We note, however, that the trial judge's discretion to depart from the guidelines is not unfettered. See United States v. Jackson, 921 F.2d 985, 989 (10th Cir. 1990) (Westlaw, 10th Cir. dir.) (en banc)
Anthony raises several other sentencing issues, including one that erroneously relies upon an out-of-date version of the United States Sentencing Guidelines. Anthony argued that the trial judge erroneously sentenced him as a career offender under U.S.S.G. Secs. 4B1.1 & 4B1.2. In constructing his argument, Anthony relied upon an outdated version of the U.S.S.G. that did not include amendments effective as of November 1, 1989 (both Anthony and Roosevelt were convicted and sentenced after the November 1, 1989 effective date). The district court must refer to the guidelines "that are in effect on the date the defendant is sentenced...." 18 U.S.C. § 3553(a) (4). See United States v. Hewitt, 902 F.2d 1082, 1083-84 (2d Cir. 1990). However, after reviewing Anthony's sentencing report, which was based upon the updated version of the U.S.S.G., we are confident that the trial judge based his decision upon the correct version of the U.S.S.G. We are satisfied that the judge properly sentenced Anthony as a career offender. In addition, Anthony alleged that the trial judge erroneously applied a two level upward adjustment for obstruction of justice. However, because Anthony admitted in his brief that this issue is moot if we find that he was properly sentenced as a career offender, we decline to address it. Finally, Anthony argues that his sentence is cruel and unusual and that it violates the Eighth Amendment because the guidelines have no consideration for human life and do not adequately distinguish between dissimilar cases. That argument is entirely without merit. In United States v. Hughes, 901 F.2d 830, 832-33 (10th Cir.), cert. denied, --- U.S. ----, 111 S. Ct. 163, 112 L. Ed. 2d 128 (1990), we held that "in imposing sentence, the degree of discretion afforded under the Guidelines clearly is sufficient."

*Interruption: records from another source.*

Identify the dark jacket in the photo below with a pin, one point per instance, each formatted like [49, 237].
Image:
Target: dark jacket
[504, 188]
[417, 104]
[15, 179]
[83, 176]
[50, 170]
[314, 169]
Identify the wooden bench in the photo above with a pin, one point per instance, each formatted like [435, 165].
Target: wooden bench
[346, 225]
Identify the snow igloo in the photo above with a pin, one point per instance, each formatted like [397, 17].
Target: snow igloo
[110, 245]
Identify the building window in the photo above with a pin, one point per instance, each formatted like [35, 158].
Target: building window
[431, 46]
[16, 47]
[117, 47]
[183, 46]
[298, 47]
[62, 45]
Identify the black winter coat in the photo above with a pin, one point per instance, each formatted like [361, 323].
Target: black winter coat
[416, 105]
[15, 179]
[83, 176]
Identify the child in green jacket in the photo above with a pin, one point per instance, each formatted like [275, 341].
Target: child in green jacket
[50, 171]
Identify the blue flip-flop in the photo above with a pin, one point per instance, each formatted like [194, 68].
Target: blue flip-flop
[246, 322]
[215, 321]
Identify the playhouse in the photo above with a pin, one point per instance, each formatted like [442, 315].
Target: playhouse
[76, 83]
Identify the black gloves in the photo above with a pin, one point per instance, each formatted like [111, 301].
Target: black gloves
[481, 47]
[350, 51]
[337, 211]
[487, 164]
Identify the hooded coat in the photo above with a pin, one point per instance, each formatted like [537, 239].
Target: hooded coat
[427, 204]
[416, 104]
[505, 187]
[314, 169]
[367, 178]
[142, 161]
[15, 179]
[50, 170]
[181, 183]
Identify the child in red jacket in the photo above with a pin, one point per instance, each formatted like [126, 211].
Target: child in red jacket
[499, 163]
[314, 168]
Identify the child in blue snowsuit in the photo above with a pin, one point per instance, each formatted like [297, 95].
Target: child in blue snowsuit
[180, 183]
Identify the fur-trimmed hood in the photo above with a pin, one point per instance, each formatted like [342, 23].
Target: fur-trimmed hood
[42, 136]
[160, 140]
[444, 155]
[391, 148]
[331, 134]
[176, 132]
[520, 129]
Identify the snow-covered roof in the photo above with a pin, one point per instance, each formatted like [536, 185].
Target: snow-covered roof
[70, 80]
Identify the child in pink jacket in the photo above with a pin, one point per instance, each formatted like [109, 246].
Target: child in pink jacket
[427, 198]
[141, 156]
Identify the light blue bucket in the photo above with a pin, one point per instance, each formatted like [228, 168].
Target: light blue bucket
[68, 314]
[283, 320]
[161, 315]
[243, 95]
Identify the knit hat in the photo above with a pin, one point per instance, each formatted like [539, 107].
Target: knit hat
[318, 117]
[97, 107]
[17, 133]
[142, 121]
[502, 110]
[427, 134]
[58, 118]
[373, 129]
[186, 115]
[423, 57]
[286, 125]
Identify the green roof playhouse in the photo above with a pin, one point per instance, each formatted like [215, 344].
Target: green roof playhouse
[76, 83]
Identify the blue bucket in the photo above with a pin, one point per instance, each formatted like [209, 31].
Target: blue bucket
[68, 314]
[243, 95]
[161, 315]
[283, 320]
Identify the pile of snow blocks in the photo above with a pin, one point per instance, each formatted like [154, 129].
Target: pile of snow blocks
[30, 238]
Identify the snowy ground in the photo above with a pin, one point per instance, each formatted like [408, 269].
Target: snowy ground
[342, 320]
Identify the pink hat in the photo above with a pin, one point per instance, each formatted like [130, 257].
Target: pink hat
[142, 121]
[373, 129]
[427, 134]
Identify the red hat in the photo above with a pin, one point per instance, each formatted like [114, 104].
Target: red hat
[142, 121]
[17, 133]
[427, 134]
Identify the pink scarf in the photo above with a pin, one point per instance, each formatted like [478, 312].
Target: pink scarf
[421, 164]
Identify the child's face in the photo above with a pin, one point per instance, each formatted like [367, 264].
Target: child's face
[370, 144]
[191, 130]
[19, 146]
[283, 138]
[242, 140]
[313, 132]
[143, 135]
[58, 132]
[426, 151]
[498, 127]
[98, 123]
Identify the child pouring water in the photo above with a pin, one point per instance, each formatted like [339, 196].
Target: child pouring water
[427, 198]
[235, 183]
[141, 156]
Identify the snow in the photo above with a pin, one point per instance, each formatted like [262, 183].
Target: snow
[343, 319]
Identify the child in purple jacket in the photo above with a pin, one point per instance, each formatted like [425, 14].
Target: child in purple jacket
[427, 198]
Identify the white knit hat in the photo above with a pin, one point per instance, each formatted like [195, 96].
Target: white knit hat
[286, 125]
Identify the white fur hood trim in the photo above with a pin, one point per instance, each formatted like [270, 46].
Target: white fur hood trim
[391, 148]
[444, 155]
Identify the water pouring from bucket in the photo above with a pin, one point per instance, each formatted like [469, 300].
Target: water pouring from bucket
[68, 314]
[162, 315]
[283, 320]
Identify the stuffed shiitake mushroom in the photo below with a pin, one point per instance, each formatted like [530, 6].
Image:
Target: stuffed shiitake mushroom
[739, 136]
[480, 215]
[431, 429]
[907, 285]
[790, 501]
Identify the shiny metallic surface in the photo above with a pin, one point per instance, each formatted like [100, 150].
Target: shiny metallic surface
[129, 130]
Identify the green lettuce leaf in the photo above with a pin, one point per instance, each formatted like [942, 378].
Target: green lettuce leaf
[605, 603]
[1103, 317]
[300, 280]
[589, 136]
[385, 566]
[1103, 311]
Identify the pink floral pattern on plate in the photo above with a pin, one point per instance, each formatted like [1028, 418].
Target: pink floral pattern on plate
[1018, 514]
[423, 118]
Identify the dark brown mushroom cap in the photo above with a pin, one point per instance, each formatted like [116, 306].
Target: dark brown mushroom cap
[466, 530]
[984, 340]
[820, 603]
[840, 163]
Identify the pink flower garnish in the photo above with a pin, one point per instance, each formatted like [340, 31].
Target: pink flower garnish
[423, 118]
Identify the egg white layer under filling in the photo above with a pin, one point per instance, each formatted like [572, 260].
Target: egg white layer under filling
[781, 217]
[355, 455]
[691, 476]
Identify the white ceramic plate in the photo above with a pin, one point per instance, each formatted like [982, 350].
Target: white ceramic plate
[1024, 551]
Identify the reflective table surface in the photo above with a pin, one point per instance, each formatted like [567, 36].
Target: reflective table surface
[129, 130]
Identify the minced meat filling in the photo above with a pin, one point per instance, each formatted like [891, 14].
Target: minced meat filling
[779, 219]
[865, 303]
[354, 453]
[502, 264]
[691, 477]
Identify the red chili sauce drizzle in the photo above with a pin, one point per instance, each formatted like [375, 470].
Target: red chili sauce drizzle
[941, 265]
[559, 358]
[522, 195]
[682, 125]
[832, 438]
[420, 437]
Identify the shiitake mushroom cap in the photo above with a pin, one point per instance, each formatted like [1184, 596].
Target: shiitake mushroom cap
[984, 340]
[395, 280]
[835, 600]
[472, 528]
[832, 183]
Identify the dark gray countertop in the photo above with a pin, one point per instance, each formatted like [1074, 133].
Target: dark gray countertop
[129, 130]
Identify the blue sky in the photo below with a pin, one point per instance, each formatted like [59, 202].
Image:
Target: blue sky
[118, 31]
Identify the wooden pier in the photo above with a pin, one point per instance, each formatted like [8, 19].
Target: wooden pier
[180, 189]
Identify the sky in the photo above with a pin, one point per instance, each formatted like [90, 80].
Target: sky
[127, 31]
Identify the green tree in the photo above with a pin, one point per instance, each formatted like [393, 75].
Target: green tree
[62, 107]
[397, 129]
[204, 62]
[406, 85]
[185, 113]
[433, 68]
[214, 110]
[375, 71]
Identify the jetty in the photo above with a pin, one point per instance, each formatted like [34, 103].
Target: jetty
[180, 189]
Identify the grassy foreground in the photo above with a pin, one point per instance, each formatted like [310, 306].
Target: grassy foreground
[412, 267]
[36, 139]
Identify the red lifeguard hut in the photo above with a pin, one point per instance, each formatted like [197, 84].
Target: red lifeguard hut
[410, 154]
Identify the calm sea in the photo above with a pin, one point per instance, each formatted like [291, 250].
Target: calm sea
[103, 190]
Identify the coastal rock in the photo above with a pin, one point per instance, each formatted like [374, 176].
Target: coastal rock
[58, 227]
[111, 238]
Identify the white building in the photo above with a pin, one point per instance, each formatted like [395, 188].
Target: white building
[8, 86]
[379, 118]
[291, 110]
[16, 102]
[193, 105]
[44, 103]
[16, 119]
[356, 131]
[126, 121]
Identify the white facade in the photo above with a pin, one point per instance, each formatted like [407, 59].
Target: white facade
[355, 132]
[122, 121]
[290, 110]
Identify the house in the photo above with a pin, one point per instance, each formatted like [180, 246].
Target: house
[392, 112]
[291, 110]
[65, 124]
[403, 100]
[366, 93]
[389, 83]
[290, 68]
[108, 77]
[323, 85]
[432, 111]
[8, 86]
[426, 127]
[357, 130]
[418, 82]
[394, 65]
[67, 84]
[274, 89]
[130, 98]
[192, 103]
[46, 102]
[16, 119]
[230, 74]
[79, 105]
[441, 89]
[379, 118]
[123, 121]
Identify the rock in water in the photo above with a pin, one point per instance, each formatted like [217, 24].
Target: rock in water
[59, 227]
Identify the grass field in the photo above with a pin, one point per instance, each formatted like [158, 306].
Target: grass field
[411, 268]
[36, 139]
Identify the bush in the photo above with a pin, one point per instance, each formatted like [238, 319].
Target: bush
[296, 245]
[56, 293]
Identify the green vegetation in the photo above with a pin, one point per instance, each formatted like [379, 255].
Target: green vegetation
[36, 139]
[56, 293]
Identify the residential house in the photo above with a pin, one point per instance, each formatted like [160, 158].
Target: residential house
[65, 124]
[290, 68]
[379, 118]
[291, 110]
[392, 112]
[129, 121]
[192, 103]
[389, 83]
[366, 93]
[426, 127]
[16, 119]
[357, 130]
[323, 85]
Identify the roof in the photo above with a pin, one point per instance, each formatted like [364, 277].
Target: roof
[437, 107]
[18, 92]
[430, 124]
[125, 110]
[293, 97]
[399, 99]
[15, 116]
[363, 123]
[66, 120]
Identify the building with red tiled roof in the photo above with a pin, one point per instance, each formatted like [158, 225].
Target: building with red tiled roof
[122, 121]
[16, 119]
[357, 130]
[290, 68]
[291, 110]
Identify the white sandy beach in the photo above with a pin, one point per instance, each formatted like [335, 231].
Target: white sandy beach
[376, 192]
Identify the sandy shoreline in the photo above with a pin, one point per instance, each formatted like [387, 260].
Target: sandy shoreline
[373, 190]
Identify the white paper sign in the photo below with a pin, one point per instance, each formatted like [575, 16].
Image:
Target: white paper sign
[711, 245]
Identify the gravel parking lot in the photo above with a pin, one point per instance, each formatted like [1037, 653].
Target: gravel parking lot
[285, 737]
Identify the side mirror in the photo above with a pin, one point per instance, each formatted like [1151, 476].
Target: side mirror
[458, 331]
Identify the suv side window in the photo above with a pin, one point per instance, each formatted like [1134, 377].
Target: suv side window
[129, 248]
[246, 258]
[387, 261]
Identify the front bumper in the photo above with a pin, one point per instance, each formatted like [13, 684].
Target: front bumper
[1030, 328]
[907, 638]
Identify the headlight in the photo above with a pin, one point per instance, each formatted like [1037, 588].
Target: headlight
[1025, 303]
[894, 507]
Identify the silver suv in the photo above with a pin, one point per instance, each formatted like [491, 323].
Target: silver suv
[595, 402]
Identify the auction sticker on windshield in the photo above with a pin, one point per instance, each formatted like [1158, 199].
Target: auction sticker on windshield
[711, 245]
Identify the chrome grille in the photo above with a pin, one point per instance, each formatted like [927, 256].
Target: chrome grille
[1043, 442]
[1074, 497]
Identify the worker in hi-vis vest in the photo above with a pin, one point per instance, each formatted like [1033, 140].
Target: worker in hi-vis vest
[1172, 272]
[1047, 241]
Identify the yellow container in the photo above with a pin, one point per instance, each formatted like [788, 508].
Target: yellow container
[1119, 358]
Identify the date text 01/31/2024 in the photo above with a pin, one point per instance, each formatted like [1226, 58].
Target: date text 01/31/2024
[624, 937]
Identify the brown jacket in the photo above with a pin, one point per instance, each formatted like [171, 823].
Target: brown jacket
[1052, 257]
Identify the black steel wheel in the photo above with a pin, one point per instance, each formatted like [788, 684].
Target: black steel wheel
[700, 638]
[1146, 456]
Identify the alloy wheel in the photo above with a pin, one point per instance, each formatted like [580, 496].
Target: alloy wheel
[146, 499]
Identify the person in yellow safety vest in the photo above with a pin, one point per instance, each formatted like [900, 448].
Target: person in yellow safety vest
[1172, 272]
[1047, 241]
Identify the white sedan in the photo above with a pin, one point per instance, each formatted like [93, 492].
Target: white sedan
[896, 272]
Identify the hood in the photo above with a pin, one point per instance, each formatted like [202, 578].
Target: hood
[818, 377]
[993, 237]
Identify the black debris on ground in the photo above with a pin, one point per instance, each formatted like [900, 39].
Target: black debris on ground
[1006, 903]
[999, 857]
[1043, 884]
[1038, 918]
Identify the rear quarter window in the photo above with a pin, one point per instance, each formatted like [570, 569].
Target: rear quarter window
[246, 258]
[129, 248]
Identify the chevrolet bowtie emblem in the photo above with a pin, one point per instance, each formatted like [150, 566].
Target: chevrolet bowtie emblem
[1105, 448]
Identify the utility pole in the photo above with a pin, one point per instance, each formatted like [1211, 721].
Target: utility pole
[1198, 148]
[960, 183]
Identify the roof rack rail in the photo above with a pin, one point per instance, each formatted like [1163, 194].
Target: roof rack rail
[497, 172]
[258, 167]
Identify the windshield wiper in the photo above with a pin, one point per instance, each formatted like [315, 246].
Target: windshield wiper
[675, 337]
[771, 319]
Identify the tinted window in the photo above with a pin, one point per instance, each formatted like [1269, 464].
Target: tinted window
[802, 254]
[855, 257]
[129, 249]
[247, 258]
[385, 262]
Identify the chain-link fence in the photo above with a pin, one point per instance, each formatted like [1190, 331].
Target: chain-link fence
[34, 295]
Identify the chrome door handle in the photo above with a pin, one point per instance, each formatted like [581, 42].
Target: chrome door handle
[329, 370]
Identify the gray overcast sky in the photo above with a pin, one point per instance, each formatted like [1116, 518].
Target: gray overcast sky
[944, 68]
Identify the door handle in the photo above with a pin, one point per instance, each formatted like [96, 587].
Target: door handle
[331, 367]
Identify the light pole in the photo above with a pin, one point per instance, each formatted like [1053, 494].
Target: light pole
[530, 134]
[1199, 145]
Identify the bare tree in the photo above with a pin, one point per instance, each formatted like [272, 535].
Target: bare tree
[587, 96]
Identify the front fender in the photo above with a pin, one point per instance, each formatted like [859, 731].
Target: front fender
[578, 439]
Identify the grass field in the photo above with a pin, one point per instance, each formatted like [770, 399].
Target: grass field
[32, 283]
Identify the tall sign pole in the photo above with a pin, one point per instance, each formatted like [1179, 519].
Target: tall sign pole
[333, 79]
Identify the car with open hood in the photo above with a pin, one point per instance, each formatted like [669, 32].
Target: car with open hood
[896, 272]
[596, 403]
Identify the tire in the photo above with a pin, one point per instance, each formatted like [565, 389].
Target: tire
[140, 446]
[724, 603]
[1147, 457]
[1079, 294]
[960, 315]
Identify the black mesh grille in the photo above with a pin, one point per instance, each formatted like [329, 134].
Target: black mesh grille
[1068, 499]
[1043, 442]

Roosevelt raises two additional sentencing issues in his brief. First, Roosevelt argues that the district court's failure to apply a two level downward departure for Acceptance of Responsibility under U.S.S.G. Sec. 3E1.1 "denie [d] him equal protection under the law and require [d] him to waive his constitutional right against self-incrimination by 'admitting he committed a crime'. [sic]" However, Roosevelt never raised this objection to the district court during his sentencing hearing. Because we do not find that the district court's failure to consider this constitutional argument constitutes plain error, we affirm on this issue
Second, Roosevelt argues that the district court erred in not reducing his sentence under U.S.S.G. Sec. 3B1.2 for being a minor participant. We will reverse the district court only if we find its decision to be clearly erroneous. See United States v. Rutter, 897 F.2d 1558, 1563 (10th Cir.), cert. denied, --- U.S. ----, 111 S. Ct. 88, 112 L. Ed. 2d 60 (1990). The district court refused to find that Roosevelt was a minor participant, and given the evidence of his substantial involvement in the offenses, we do not find the district court's decision to be clearly erroneous.